MusiqueLes albums sacrés
Crédit photo : CVLT Nation
Tout commence avec un premier single, le brillant «Upside Down», qui déstabilise le monde musical avec sa rythmique primitive et ses épaisses couches de feedback provenant du jeu unique de guitares des frères Jim et William Reid, leaders du groupe. Encore aujourd’hui, l’expérience sensorielle est sidérante. Les frères Reid incarnent le paroxysme du je-m’en-foutisme: l’attitude «surdécontractée» qu’ils déploient vient en parfait contraste avec la montagne de bruits qu’ils produisent. Sur scène, ils jouent souvent dos à la foule et franchissent rarement la barre des trois ou quatre chansons, semant l’hystérie et la colère dans la foule. Malgré tout ce brouhaha, le groupe se déniche un contrat de disques et entre en studio sans réalisateur, laissant croire à un album qui sera fort probablement inécoutable.
Mais The Jesus & Mary Chain est un groupe qui aime particulièrement berner les gens. Ainsi, derrière le chaos infernal de leurs prestations se cache une sensibilité pop parfaite. Oui, leurs explorations sonores rappellent les turbulences soniques du Velvet Underground et des Stooges, mais les membres du groupe sont des admirateurs finis des Beach Boys et des girl groups des années 1960. Si la presse les baptise rapidement comme les nouveaux Sex Pistols dû à la violence lors de leurs spectacles, musicalement ils font beaucoup plus penser au punk-pop bonbon des Ramones.

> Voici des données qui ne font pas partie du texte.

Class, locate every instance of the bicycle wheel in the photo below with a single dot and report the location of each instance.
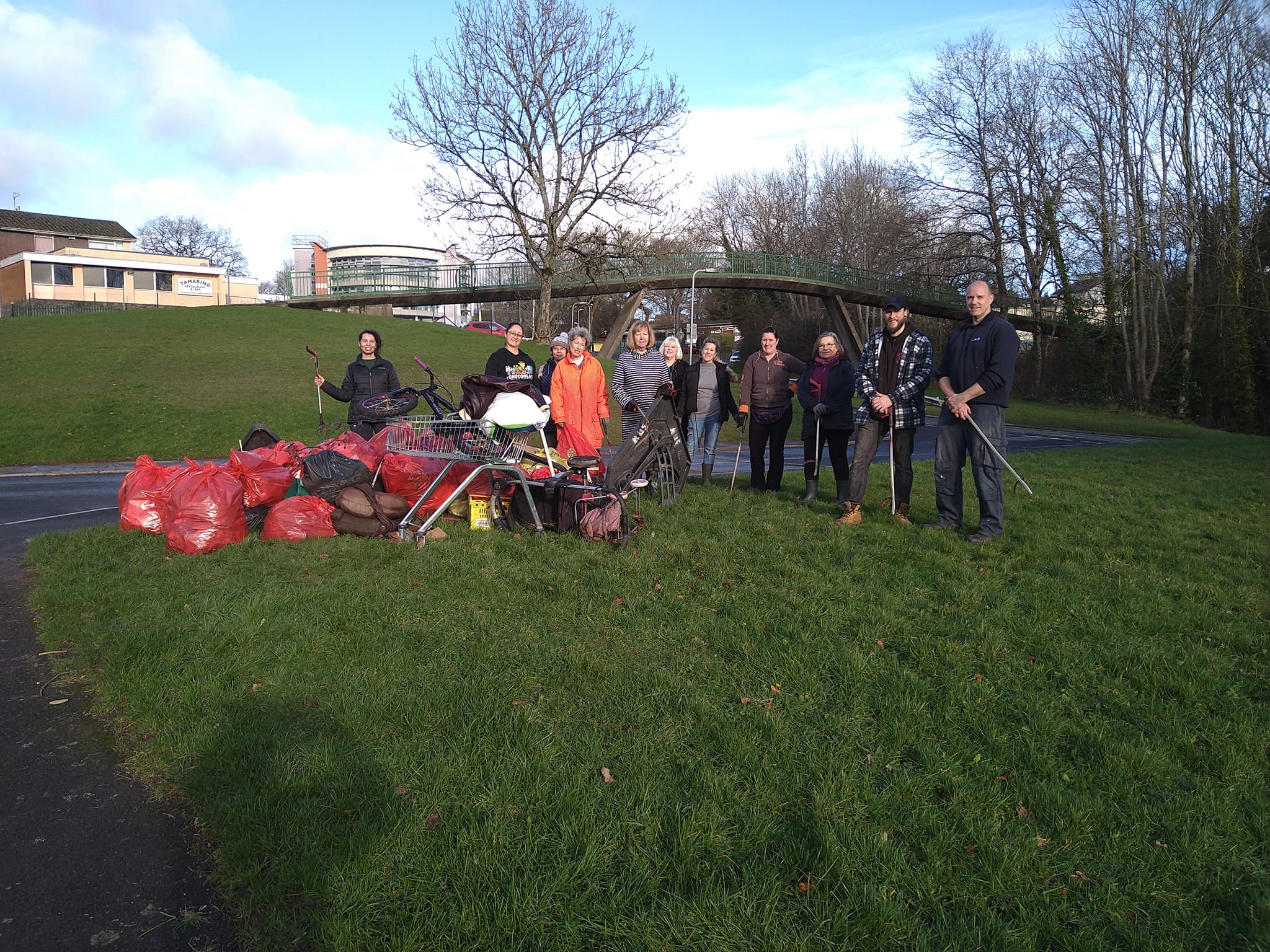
(384, 407)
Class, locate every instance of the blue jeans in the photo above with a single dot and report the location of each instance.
(957, 438)
(704, 428)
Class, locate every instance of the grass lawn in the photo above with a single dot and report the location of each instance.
(1053, 742)
(190, 381)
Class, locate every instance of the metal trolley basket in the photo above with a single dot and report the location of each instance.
(495, 448)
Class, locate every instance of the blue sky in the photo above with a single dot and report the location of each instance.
(272, 118)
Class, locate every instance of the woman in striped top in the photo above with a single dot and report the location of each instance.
(638, 372)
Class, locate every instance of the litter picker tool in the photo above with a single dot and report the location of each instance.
(936, 402)
(322, 425)
(815, 471)
(890, 439)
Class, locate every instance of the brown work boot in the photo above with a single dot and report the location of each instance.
(851, 514)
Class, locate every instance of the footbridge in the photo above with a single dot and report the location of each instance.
(836, 284)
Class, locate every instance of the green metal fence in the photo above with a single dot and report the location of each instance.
(386, 280)
(47, 309)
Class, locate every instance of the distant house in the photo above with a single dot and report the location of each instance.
(60, 258)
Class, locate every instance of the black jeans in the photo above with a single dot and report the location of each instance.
(868, 437)
(837, 442)
(760, 436)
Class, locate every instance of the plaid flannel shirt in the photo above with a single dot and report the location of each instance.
(908, 407)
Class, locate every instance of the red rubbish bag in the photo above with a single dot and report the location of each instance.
(205, 511)
(299, 518)
(412, 475)
(287, 455)
(265, 483)
(144, 495)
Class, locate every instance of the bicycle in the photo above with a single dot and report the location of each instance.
(403, 400)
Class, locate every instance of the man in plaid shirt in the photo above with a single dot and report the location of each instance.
(894, 372)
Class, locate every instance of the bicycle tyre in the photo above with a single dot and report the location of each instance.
(385, 407)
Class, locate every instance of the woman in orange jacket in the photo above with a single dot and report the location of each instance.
(578, 390)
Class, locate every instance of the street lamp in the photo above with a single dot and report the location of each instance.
(693, 307)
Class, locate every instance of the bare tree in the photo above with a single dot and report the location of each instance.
(281, 281)
(191, 236)
(543, 122)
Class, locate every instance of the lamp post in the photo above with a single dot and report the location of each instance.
(693, 307)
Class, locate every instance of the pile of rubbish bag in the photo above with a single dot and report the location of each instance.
(285, 491)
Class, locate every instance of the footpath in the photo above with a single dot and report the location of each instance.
(91, 860)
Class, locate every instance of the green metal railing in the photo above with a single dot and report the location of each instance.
(50, 309)
(518, 276)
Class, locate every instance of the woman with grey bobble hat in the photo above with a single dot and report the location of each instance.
(559, 348)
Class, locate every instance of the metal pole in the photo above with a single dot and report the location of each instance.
(996, 452)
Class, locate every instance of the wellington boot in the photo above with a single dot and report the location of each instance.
(851, 516)
(812, 485)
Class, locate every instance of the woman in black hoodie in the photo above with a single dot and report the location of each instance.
(370, 375)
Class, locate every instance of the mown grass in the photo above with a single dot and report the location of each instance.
(190, 381)
(1052, 742)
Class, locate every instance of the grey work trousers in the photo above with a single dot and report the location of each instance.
(954, 441)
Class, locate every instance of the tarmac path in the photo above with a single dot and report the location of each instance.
(91, 860)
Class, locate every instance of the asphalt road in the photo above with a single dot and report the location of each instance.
(89, 858)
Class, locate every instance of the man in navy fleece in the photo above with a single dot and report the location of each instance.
(975, 372)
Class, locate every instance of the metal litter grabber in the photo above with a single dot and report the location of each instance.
(737, 465)
(322, 425)
(936, 402)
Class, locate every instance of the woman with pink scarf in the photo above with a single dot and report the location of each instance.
(825, 391)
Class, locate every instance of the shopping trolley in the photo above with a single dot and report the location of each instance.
(493, 447)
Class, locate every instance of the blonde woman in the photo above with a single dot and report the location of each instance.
(673, 353)
(638, 374)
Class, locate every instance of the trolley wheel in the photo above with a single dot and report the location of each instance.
(384, 407)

Alors, la chanson qui ouvre les hostilités de leur tout premier album Psychocandy est une incroyable chanson pop. «Just Like Honey» commence exactement de la même façon que «Be My Baby» des Ronettes. Plus loin sur l’album, la chanson «Sowing Seeds» emprunte encore une fois exactement la même introduction. L’obsession pour les girl groups est bien réel. Mais revenons à la glorieuse «Just Like Honey», qui semble être à la fois une chanson sur un amour obsessif et une métaphore sur le sexe oral: «I’ll be your plastic toy», répète Jim Reid juste avant d’amener la chanson à son point culminant. Un back vocal féminin apparaît même lors de la finale. Un sublime moment rock ‘n’ roll que Sofia Coppola capturera merveilleusement dans la dernière scène du film Lost In Translation.
Les sujets abordés reflètent les principales préoccupations juvéniles dissidentes et cyniques: les filles, l’ennui, se défoncer, s’envoyer en l’air. Les références au sexe et à la drogue se mélangent tellement qu’il devient impossible de savoir quelle chanson parle de quoi. Les paroles sont simples et se fredonnent naturellement malgré le caractère tonitruant de la musique. Toutes les chansons amènent leur lot d’excitations: le riff pesant de «Taste the Floor», la décadence d’«In a Hole», la perversion d’«Inside Me», la frénétique «Never Understand», et j’en passe. Avec le recul, on réalise à quel point Psychocandy est un titre parfait pour décrire les côtés psychotiques et bonbons de leur musique.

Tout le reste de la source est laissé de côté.